Students and graduate admissions must plan ahead for the new GRE.
One of the most stressful days of a high school student’s life is the day he or she takes the SAT.
Another equally stressful moment is when that same student, now with three or more years of undergraduate education under his or her belt, is confronted with another scholastic test – the Graduate Records Exam.
As Carl O’Donnell reports in this week’s edition of The Temple News [“Kaplan increases GRE difficulty,” Page 3], the Educational Testing Service, which administers the test, made heavy revisions to the GRE, effective Aug. 1, 2011, which will make the exam an hour longer to complete, in addition to having more difficult questions.
Those taking the GRE will have to wait until November to receive their scores, which means students who do not take the GRE on the Aug. 1 test date won’t receive results in time to apply for graduate school in Fall 2011.
While news updates and reports, such as Business Week’s Feb. 4 coverage of the GRE changes encourages students to take the current test, this advice is unhelpful because the Feb. 12 late-registration GRE test date has passed.
The sad reality of the exam change is that testing officials did not take into account that normal test score reporting would not resume until the December 2011 test date.
The Temple News encourages students considering graduate school to plan ahead and make all the necessary preparations for the GRE and to register for the test early.

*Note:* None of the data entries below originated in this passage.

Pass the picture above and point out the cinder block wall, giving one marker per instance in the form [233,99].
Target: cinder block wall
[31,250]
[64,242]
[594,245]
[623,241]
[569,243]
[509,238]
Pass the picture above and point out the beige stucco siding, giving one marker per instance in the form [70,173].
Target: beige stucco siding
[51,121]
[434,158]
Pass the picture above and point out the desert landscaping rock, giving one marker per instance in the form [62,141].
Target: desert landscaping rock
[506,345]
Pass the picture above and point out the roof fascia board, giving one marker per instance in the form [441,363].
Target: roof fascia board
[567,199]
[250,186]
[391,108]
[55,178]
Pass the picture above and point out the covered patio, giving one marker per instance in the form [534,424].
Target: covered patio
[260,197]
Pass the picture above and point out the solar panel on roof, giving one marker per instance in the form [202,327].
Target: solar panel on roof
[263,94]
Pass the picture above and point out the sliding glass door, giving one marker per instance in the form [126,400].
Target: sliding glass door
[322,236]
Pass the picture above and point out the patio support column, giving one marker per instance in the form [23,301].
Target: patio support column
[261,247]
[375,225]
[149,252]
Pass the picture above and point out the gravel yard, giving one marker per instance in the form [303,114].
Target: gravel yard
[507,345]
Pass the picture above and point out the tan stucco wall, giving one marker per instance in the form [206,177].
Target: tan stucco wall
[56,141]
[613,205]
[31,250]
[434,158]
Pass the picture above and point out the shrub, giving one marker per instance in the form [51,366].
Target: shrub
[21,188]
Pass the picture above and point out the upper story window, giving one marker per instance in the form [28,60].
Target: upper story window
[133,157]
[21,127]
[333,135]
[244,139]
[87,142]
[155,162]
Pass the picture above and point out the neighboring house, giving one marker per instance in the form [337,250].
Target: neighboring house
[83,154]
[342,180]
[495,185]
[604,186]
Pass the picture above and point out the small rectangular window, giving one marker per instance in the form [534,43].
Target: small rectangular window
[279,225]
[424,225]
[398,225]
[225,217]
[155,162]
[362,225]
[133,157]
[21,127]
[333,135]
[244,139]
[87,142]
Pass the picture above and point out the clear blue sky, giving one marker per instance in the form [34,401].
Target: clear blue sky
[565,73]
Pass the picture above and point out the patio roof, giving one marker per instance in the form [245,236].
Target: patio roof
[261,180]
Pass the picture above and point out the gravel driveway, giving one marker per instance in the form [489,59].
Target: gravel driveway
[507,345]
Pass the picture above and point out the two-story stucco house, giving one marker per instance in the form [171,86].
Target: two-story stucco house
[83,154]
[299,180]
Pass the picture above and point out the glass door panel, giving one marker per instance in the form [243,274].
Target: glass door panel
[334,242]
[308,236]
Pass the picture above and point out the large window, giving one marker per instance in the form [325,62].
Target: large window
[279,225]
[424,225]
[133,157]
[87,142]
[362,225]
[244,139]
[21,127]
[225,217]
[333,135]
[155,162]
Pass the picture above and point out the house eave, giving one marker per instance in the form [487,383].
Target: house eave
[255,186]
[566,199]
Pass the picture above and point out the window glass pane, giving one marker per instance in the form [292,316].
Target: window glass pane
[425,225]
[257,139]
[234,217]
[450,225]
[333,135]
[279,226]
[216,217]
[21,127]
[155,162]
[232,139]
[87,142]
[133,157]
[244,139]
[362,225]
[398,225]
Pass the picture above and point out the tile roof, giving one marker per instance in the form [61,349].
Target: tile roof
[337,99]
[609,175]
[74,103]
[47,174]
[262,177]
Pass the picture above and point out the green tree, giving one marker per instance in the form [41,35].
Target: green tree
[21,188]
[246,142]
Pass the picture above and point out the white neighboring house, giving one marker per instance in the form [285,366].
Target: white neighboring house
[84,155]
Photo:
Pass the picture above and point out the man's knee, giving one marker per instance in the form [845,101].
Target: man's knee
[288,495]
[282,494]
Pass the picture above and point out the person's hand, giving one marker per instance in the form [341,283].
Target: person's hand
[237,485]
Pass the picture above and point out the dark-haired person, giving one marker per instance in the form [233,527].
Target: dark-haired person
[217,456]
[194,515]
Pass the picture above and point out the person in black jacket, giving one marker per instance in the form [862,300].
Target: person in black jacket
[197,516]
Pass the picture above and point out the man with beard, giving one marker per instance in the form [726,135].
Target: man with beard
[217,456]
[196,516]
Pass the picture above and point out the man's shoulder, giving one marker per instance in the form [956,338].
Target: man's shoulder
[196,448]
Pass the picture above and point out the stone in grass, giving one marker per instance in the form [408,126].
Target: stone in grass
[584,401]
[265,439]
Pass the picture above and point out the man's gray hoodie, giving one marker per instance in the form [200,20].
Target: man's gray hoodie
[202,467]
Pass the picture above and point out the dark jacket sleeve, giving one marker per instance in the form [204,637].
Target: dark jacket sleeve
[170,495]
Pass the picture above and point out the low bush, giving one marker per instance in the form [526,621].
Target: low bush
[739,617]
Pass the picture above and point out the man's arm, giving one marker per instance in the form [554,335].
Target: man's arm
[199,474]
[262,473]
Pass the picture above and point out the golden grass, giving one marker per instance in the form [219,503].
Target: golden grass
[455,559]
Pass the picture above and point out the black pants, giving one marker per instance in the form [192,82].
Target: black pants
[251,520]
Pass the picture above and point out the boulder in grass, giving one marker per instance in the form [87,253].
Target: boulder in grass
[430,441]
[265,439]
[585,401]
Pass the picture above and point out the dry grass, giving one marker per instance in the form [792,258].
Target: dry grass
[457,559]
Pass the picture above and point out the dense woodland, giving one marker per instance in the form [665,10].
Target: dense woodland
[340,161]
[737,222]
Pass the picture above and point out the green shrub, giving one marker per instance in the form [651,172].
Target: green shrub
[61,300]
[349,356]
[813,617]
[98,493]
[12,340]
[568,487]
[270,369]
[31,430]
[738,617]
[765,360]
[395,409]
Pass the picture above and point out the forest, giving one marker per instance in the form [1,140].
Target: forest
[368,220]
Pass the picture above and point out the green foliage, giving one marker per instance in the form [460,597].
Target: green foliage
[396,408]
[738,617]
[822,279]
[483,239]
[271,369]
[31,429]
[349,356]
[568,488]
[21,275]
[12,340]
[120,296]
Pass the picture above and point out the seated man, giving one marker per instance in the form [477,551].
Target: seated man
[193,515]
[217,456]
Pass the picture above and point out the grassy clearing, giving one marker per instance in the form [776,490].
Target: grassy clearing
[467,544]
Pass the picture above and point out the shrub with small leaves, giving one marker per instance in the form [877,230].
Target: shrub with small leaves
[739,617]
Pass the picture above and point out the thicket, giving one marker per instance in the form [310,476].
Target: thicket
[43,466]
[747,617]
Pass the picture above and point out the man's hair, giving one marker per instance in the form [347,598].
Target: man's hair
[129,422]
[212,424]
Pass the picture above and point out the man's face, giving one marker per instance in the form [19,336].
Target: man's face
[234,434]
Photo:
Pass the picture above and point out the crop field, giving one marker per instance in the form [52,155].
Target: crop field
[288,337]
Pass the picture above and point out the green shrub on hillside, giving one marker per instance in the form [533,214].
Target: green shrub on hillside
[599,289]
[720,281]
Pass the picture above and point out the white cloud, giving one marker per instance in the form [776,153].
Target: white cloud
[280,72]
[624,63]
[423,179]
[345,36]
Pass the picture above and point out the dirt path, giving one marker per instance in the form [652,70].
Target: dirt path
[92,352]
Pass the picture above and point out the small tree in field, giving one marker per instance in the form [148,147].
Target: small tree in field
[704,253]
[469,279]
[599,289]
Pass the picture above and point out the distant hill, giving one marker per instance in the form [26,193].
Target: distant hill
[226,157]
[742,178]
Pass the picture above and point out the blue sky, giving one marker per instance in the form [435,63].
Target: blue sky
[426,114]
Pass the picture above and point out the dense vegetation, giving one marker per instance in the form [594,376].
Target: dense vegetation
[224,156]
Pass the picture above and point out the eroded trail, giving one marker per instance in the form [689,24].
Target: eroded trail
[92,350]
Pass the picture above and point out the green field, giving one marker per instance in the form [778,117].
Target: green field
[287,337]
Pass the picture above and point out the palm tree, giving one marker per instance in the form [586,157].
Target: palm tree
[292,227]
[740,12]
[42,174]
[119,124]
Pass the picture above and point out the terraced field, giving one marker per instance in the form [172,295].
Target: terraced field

It is understandable ETS and other test-taking companies would like to update tests periodically to reflect nationwide college and university curriculum advancements.
However, by not considering the complex admission processes potential graduate students face, ETS failed its future test-takers. Students unsatisfied with their scores in the fall will have to wait to apply for the 2012-2013 academic year or send scores with which they are not proud of.
Students should be reminded that the GRE is not the end-all, be-all of graduate admissions. Like the SAT is to undergraduate admissions, the GRE is important, but it is not the only component of the graduate admissions application.
The four or more years students spent in college, grades, extracurricular activities, internships and awards will not go unnoticed, and graduate admissions nationwide are aware of the GRE changes. Hopefully, they will take this into account for this year’s admissions process.
Even with the best test preparation, the only thing students can do is put their best foot forward throughout the entire admissions process, from the time they take the GRE and submit essays and transcripts, to the moment they receive decisions in the mail.